I like to use grass-fed beef or bison for this. To serve, my favorite method is mixing in about a cup of cooked brown rice into the entire batch, thus making it a great "one bowl meal" (protein, fat, carb sources all in one bowl.) YAY for easy, yummy meals that feel comforting. I call it cleaned-up comfort food without the coma:)  

INGREDIENTS

2 Tbs. olive oil

1 bell pepper, diced

1 onion, diced

3-4 cloves garlic, minced

1 Tbs. oregano

1 Tbs. cumin

1 Tbs. tomato paste

1/2 c. beef stock

2 lbs. grass-fed ground beef or bison

1/2 c. sliced green olives

1/3 c. raisins

2 Tbs. capers

1 tsp. sea salt & 1/2 tsp. pepper, plus more to taste if needed

DIRECTIONS

1. In large skillet over medium-high heat, add olive oil and heat until shimmering. Add bell pepper and onion. Sauté until softened, about 5-7 minutes.

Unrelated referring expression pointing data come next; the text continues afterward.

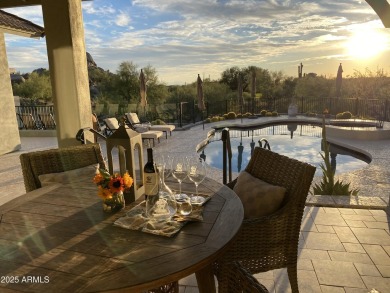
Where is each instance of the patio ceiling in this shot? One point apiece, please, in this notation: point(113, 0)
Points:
point(13, 24)
point(21, 3)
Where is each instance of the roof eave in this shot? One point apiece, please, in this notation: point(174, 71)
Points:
point(23, 33)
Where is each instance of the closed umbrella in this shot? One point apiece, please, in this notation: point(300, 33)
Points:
point(240, 150)
point(253, 90)
point(339, 80)
point(199, 88)
point(142, 90)
point(239, 93)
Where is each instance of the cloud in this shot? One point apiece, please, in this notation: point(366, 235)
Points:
point(122, 19)
point(180, 37)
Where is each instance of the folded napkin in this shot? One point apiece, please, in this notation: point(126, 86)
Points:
point(136, 219)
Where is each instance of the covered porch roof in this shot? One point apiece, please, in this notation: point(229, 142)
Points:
point(13, 24)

2. Stir in garlic, oregano, cumin, and tomato paste, salt and pepper and cook for about 2 minutes. Add beef stock and cook until reduced, about 5 minutes.

3. Add ground meat and cook, using a wooden spoon to break up the meat. Stir in raisins, olives, and capers. Cover, reduce heat to low and let simmer for about 10 minutes more.